И тут, в жарком аду предстоящего отъезда, из модного чемодана на мою руку вылез маленький мышонок. Самый обычный, серенькой мышкой сновавший где-то по багажным отделениям, а теперь бесстрашно и смышлёно смотрящий на меня.
— Шишел-Мышел, плакса вышел, я иду искать!
Мышонок проворно побежал к буфету из болгарской, кстати, мебельной стенки в зале. Уселся около нижнего ящика. Я его открыл и увидел свою "приютскую" папку с документами: мать (27 лет, воспитатель) упала в метро, я родился, но она не выжила. Отец — прочерк, дефис, тире. Ноль за скобками, нерешаемое уравнение.
— Шишел-Мышел, прятки брось, затаимся, пятки врозь?!
Но мышонок побежал дальше, к рассохшейся уже маминой шифонерьерке.. Я открыл ему скрипучую створку и полез за ним калачом, забыв, что мне не семь, а семнадцать. Полупустой шкаф с трещинами пропускал свет. Кроме того, у задней чёрной стены, похожей на старую грифельную доску, валялся фонарик. Который надо крутить вручную. Я накрутил, ослепив пискнувшего бархатистого мышонка и увидев, что стенка вся в меловых разводах. Мелки в коробке лежат здесь же, где я их бросил десять лет назад.
— Шишел-Мышел, всех нашли, или гости не пришли?
Нет, все пришли. На другой день, с милицией, куда обратились от испуга, что я сбежал из дома. Меня нашли в этом убежище крепко спящим. Разорванные в клочья моя папка с биографией и билеты до Софии (я их украл из кофра, когда встретил мышонка) рассеялись по низу.
А на чёрной стене, супротив створок, было выписано двойным мелком, с обводкой, историческое: Е=mc2. Родители в квадрате, мышонок и что-то вроде "моя судьба" в нескольких вариациях. В итоге я вывел: C=m (E - c). Одни родители, один мышонок-подсказчик, один я — без вариантов.. "Во гений, твою ж налево", — сказал сержант милиции, далёкий от теории точных наук, но меня таки обнаруживший.
— Шишел-Мышел, я-то вышел, а ты где торчишь да в стенку стучишь?..

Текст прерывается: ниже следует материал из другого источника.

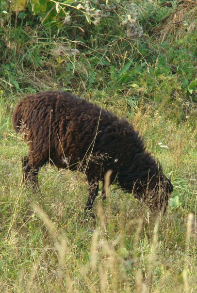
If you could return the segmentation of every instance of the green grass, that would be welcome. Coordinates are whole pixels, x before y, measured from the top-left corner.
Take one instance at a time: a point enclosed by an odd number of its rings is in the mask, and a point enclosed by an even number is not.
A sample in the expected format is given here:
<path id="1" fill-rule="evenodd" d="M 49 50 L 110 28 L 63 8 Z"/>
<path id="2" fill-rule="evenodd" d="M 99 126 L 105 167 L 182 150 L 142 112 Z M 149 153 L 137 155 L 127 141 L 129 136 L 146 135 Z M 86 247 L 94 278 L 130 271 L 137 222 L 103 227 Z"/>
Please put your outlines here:
<path id="1" fill-rule="evenodd" d="M 97 27 L 80 18 L 55 36 L 57 27 L 41 25 L 29 12 L 22 25 L 3 15 L 0 292 L 197 291 L 197 92 L 187 88 L 196 75 L 196 9 L 183 8 L 172 28 L 182 8 L 172 3 L 138 1 L 147 36 L 137 42 L 119 25 L 122 7 Z M 77 55 L 51 53 L 69 43 Z M 39 172 L 41 193 L 25 188 L 21 160 L 28 146 L 12 130 L 12 114 L 26 93 L 49 88 L 69 89 L 132 121 L 174 186 L 162 219 L 115 185 L 103 206 L 97 199 L 96 218 L 85 216 L 85 177 L 48 165 Z"/>

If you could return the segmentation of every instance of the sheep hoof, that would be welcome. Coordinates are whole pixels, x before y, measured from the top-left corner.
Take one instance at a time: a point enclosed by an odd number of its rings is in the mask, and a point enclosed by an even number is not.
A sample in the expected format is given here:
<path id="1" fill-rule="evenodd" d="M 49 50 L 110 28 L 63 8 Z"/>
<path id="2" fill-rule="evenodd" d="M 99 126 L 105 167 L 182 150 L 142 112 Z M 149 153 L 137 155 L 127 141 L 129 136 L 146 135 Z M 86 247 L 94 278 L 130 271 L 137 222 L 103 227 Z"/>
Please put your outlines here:
<path id="1" fill-rule="evenodd" d="M 92 217 L 93 219 L 96 219 L 96 215 L 92 209 L 90 210 L 86 208 L 84 211 L 84 214 L 88 217 Z"/>

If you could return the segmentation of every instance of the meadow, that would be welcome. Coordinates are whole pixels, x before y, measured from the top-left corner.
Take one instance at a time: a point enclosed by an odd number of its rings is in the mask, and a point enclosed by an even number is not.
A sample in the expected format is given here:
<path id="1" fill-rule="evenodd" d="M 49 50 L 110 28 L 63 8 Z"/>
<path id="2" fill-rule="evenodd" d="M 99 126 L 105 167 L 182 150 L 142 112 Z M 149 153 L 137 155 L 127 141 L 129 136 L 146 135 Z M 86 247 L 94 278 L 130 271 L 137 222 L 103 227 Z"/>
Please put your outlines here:
<path id="1" fill-rule="evenodd" d="M 0 292 L 197 292 L 196 4 L 61 3 L 0 3 Z M 174 185 L 162 218 L 114 184 L 87 216 L 84 175 L 49 164 L 25 187 L 12 115 L 49 89 L 132 122 Z"/>

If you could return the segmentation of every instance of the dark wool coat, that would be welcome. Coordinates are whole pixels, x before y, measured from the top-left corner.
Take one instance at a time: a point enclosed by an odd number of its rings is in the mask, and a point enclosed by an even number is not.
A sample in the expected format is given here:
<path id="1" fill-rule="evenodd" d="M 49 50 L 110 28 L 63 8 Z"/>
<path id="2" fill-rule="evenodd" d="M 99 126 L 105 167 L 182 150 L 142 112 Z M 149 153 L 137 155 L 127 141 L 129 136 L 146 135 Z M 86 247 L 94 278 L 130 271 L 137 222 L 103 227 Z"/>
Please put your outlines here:
<path id="1" fill-rule="evenodd" d="M 125 119 L 68 92 L 49 91 L 20 101 L 13 122 L 29 146 L 23 160 L 24 180 L 36 184 L 39 169 L 49 161 L 84 172 L 90 185 L 86 209 L 90 210 L 99 181 L 104 185 L 111 170 L 110 184 L 117 181 L 153 210 L 165 210 L 173 186 Z"/>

Мышонок долго и тайно жил у меня, откликаясь на Шишела-Мышела, запах сыра и лёгкое скребыханье по стене. В прятки мы больше не играли, я всё нашёл. И не терял, отучился в Москве. В литинституте, но занялся оборудованием для полиграфии, первыми советскими копировальными аппаратами не хуже "ксероксов". От уравнений и формул улавливаю и сейчас попеременно: токи, нагрузку и просветление, как от транквилизаторов. Однако стремлений решать или доказывать их не имею.
— Шишел-Мышел вызнал дело, плюнул, вышел — надоело.
Имей смелость и живи уже как хочешь! Что ж, кажется, так я и прожил.